Roeser is a former assistant to the Secretary of Commerce who formed the nation's first program to assist minority entrepreneurs (now the Minority Business Development Agency) and later served as Director-Public Affairs for the Peace Corps. For 27 years he formed and operated the government relations department for The Quaker Oats Company--serving for many of them as Vice President. He has been Adjunct Professor of Public Policy at the Wharton School of Finance, University of Pennsylvania; the Kellogg School of Management, Northwestern University; Loyola University of Chicago; DePaul University, the University of Illinois-Chicago, and St. Johns College, Oxford.

He was born in Evanston, Illinois and attended elementary and secondary schools in Chicago, graduating from St. John's University at Collegeville, Minnesota. After an extensive experience covering politics in Minnesota, he became a research-publicist to the Minnesota Republican Party; then an aide to two U.S. congressmen and a governor. He returned to Chicago to launch The Quaker Oats Company's government relations department in 1964 and continued his education with post-graduate studies at DePaul and Loyola Universities.

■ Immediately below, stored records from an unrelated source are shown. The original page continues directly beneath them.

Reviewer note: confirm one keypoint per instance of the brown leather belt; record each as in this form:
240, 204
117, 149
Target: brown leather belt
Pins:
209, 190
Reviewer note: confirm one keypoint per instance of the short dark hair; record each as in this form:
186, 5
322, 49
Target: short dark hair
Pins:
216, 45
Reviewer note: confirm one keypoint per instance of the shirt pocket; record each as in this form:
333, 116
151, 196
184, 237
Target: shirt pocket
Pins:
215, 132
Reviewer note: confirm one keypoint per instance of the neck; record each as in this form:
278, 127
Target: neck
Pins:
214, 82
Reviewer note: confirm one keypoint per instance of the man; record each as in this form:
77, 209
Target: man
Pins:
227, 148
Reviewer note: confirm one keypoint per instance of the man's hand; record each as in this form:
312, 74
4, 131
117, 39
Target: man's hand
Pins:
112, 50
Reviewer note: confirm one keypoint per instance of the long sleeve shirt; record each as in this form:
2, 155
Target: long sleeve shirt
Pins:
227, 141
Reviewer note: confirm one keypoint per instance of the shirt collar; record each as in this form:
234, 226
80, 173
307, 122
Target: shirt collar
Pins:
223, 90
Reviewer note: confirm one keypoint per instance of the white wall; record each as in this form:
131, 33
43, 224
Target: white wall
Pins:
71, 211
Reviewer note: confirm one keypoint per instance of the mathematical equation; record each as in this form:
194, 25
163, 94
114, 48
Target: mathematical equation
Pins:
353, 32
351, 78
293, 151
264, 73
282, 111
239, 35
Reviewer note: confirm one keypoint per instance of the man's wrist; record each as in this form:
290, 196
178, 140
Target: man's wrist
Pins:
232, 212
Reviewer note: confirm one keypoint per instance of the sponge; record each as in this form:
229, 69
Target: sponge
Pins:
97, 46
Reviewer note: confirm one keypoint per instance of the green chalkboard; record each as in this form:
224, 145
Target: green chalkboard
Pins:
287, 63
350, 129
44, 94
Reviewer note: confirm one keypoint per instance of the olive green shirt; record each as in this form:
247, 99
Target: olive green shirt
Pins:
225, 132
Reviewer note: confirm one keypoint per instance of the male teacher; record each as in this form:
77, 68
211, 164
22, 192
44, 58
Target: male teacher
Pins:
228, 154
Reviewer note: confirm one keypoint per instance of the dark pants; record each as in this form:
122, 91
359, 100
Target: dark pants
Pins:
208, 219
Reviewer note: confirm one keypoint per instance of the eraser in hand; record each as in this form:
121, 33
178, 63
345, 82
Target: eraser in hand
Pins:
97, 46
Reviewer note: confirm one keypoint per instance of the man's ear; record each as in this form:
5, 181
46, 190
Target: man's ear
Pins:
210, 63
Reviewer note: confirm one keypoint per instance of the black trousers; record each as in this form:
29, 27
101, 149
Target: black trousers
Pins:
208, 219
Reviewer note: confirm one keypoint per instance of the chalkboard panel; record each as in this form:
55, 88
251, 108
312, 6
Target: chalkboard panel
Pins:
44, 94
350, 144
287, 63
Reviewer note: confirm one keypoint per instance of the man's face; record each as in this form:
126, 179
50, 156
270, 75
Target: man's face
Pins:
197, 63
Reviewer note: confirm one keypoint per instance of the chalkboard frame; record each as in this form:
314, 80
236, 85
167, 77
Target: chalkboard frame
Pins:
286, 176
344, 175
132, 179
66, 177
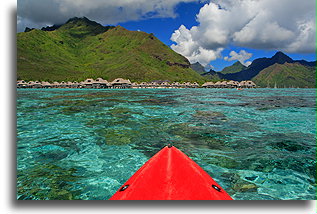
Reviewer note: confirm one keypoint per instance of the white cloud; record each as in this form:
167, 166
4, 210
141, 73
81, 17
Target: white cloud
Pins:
242, 56
107, 12
286, 25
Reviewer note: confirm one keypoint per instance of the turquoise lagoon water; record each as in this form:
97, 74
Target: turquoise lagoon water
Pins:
85, 143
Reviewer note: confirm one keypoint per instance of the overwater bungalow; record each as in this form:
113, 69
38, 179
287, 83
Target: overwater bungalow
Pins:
76, 84
34, 84
143, 85
46, 84
121, 83
55, 85
232, 84
87, 83
22, 84
175, 85
247, 84
135, 85
100, 83
218, 84
195, 85
165, 84
63, 84
208, 85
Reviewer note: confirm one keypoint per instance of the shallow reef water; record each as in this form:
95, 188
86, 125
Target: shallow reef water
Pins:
258, 144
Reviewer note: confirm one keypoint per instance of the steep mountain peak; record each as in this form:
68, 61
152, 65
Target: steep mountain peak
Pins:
198, 68
237, 63
281, 58
82, 20
82, 27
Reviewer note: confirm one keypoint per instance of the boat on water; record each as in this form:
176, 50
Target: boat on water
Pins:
171, 175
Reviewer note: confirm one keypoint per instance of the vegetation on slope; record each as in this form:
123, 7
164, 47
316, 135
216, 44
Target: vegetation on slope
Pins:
82, 49
287, 75
236, 67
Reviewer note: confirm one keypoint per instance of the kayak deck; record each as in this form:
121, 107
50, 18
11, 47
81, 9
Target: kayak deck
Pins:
170, 175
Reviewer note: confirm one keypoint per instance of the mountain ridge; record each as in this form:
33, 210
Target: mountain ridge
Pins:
261, 63
82, 48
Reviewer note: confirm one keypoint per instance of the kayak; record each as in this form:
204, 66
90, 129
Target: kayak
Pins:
170, 175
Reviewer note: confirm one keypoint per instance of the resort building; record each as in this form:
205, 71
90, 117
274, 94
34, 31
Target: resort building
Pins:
121, 83
22, 84
100, 83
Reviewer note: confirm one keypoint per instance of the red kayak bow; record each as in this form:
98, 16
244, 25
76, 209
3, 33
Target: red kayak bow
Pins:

He took a leave of absence from Quaker in 1969 to form the nation's first unit of government dedicated to fostering minority enterprise. Roeser gave President Richard Nixon a strategy that coordinated the 116 government programs which could be utilized for minority entrepreneurs. He then recommended the abolition of his own federal agency. This controversial challenge to the permanent bureaucracy led to Roeser's reassignment as Director-Public Affairs for the Peace Corps.

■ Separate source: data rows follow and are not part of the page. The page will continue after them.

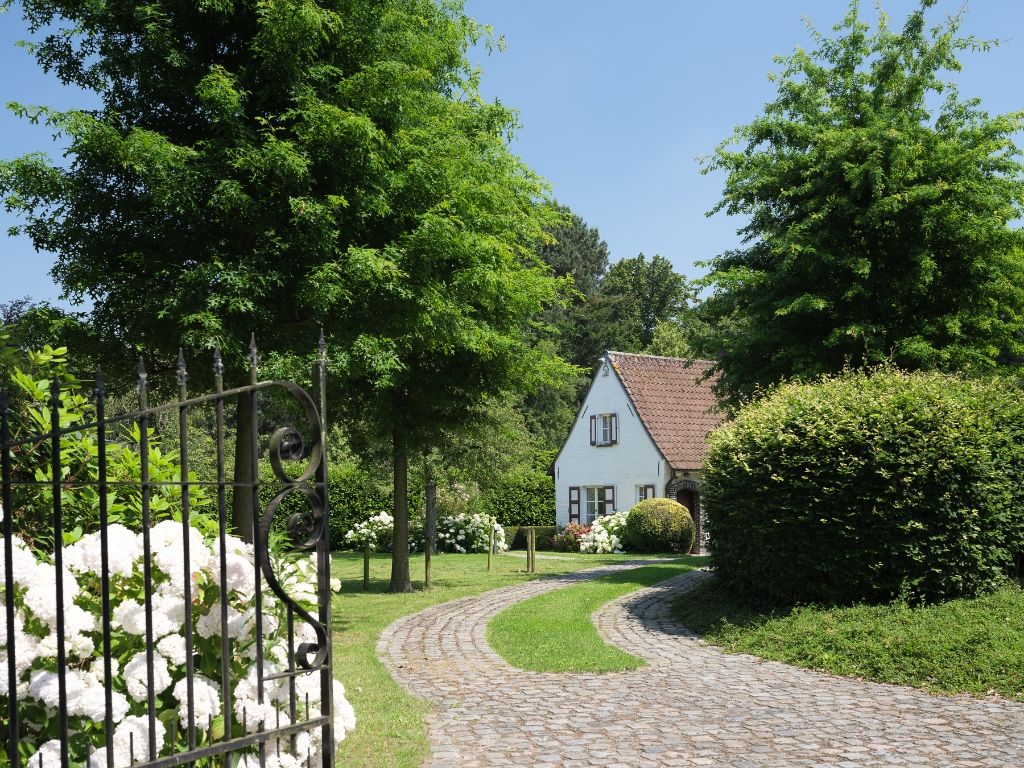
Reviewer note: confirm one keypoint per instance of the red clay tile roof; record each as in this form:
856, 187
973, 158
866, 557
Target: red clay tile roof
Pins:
678, 408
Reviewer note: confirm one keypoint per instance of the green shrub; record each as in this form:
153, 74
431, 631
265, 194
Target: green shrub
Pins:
525, 498
516, 537
658, 525
868, 487
353, 496
568, 539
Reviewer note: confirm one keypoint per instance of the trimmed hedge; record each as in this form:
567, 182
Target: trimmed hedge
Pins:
353, 496
525, 498
658, 525
516, 537
869, 487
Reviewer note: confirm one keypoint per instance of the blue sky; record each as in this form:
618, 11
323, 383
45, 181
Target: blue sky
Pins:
617, 99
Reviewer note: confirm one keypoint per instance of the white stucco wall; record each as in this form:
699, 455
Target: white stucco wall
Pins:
633, 461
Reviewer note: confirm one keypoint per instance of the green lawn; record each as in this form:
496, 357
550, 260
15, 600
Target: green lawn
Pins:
553, 632
390, 729
962, 646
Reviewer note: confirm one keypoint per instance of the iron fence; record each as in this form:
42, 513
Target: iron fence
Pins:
219, 595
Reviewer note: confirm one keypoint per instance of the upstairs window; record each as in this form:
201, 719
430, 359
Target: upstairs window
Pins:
644, 492
603, 429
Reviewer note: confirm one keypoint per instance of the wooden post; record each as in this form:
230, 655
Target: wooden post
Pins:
491, 544
530, 544
426, 563
366, 567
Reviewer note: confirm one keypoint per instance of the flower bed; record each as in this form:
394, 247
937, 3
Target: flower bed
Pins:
469, 532
461, 532
35, 632
605, 535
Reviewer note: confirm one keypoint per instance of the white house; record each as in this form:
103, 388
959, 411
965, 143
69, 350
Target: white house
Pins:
640, 432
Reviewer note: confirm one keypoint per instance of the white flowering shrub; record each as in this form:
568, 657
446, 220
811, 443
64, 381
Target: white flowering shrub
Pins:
605, 536
467, 531
378, 531
375, 531
35, 633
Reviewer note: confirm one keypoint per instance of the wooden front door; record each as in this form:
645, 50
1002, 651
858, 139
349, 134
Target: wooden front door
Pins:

He returned to Quaker in 1971 and served as vice president until retirement in 1991, and since that time has been representing a variety of clients on public policy issues.

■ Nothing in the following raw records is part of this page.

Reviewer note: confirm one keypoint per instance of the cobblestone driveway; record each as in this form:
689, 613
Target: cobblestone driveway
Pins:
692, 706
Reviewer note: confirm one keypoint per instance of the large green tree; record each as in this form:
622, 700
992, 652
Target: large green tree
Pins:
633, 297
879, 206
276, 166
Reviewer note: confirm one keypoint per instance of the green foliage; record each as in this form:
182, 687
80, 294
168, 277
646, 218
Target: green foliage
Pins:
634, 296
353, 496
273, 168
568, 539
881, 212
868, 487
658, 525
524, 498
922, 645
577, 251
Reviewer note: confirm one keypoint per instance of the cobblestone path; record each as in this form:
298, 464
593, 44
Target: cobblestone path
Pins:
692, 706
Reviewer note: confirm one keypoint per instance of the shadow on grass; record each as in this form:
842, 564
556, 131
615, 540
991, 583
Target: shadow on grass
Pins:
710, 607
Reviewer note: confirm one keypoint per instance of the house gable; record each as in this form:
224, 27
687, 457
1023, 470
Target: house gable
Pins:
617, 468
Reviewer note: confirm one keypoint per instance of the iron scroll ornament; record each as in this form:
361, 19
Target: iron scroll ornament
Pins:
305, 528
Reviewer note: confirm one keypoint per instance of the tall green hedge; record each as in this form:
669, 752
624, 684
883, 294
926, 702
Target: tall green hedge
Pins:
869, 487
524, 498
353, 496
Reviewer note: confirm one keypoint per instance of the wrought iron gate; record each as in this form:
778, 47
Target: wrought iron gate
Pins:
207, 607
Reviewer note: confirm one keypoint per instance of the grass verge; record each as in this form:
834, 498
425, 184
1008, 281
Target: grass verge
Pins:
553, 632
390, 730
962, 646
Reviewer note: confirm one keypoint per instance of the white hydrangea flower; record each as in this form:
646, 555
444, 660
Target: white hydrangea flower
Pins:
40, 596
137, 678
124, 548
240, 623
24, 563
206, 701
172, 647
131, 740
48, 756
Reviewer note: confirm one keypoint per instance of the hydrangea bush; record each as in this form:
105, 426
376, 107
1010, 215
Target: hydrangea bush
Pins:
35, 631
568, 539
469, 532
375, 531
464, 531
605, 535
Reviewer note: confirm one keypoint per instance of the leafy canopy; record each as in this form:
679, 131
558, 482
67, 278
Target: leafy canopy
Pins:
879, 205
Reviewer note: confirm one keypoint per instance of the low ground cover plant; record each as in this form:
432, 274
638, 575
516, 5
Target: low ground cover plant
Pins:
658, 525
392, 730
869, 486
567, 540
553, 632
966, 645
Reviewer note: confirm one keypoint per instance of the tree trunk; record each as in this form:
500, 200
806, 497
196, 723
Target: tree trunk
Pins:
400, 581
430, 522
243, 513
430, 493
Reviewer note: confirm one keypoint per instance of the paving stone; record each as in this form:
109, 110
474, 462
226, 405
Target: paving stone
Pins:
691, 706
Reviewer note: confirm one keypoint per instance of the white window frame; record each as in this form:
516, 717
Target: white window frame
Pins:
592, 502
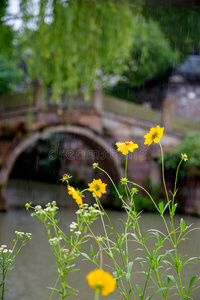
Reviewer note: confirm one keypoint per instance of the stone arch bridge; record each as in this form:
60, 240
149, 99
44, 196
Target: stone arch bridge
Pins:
100, 122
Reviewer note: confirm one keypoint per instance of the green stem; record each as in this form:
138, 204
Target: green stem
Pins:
176, 178
163, 173
96, 296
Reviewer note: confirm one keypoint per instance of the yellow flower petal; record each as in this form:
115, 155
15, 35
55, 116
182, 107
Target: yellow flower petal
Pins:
76, 195
97, 187
126, 147
154, 135
102, 282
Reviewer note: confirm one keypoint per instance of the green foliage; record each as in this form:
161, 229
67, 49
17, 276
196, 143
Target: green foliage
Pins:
7, 257
10, 74
76, 40
191, 146
179, 23
152, 55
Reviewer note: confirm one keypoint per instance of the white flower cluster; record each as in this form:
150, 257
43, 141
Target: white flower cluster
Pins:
21, 234
4, 250
50, 207
55, 241
92, 211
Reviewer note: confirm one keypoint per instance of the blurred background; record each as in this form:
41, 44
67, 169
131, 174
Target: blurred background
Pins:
78, 76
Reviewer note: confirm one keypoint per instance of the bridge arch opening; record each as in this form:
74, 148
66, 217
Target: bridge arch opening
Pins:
104, 154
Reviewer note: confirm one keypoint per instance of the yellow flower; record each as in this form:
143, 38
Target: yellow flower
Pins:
66, 177
97, 187
102, 282
76, 195
126, 147
154, 135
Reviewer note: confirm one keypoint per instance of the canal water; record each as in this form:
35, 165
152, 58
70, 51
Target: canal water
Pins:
34, 268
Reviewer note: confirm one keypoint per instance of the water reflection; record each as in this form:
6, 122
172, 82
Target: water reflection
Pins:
33, 268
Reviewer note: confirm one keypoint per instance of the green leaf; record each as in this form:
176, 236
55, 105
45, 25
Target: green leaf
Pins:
92, 251
182, 225
191, 282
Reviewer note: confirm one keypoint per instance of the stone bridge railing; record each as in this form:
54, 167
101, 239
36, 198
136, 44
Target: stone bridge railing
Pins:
32, 101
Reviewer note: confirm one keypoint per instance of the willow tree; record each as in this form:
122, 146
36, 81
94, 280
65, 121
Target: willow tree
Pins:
72, 42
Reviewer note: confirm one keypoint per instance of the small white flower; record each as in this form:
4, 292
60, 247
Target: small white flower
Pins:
78, 232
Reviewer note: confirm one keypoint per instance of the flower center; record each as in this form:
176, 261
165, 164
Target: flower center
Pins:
155, 135
98, 287
96, 187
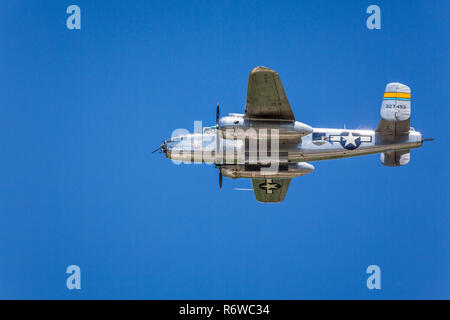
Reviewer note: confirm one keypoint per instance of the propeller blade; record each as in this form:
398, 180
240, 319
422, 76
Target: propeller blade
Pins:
217, 116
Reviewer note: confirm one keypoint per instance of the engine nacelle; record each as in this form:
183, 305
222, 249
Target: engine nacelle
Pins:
395, 158
286, 171
236, 126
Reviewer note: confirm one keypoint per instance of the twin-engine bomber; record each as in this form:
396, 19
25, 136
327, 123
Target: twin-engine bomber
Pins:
267, 144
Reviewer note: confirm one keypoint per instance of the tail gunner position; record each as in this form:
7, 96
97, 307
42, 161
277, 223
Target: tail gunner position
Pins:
269, 120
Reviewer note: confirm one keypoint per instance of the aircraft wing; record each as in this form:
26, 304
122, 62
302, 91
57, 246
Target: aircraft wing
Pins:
270, 190
266, 98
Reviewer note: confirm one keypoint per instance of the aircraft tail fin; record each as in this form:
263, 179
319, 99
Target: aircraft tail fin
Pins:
395, 110
395, 158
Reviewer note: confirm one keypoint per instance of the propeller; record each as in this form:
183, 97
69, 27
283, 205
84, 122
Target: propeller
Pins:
219, 166
220, 178
156, 149
162, 147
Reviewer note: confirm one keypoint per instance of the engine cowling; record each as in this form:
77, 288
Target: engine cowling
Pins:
236, 126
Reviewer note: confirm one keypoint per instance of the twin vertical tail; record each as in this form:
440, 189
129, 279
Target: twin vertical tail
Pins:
395, 121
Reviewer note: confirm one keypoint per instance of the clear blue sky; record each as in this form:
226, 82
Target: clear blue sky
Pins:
81, 111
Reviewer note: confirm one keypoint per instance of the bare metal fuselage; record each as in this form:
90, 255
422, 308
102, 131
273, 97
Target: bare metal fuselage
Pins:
295, 144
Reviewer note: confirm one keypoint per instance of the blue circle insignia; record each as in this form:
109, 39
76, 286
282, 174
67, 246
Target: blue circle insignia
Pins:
350, 140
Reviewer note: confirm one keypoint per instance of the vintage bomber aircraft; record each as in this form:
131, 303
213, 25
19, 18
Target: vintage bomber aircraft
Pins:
268, 108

As the first corporate government relations executive to become a Kennedy Fellow at Harvard, he designed the course "Influencing the System" which shows how nine constituencies intersect to produce public policy. He later received a Woodrow Wilson International Fellowship at Princeton, NJ, and in addition to his work at Quaker took the course to many private colleges across the nation.

On radio, Roeser (a member of the American Federation of Television and Radio Artists, AFL-CIO) hosts his own program of talk which airs on WLS-AM (ABC) Sunday. He has been a senior correspondent and talk show host for Catholic Family Radio, a network with outlets in Chicago, Los Angeles, Denver, Minneapolis, and Milwaukee. He is an occasional commentator on "Chicago Tonight" which is seen on WTTW-TV, Chicagoland public television.

Long active in Chicago civic organizations, he was a founder of Project LEAP (Legal Elections in All Precincts), Chicago's anti-vote fraud organization, and is chairman of the City Club of Chicago, one of the city's oldest civic reform organizations. He is a director of the Better Government Association, and the United Republican Fund of Illinois, serves on the Chicago Committee of the Council on Foreign Relations, and is a Board member of Haymarket Center of Chicago. He has been program chairman for Rotary One, the founding chapter of Rotary International, the first service club in the world. In addition, he is a director of The Rockford Institute and serves as member of the Fellowship of Catholic Scholars. He serves as program chairman of the Chicago Legatus chapter (an organization of Chicago area Catholic CEOs and senior business executives). He is married to the former Lillian Prescott, the father of four grown children and grandfather of thirteen.

In 1988, he and Mrs. Roeser were named by John Paul II as Knight and Lady of the Equestrian Order of the Holy Sepulcher of Jerusalem.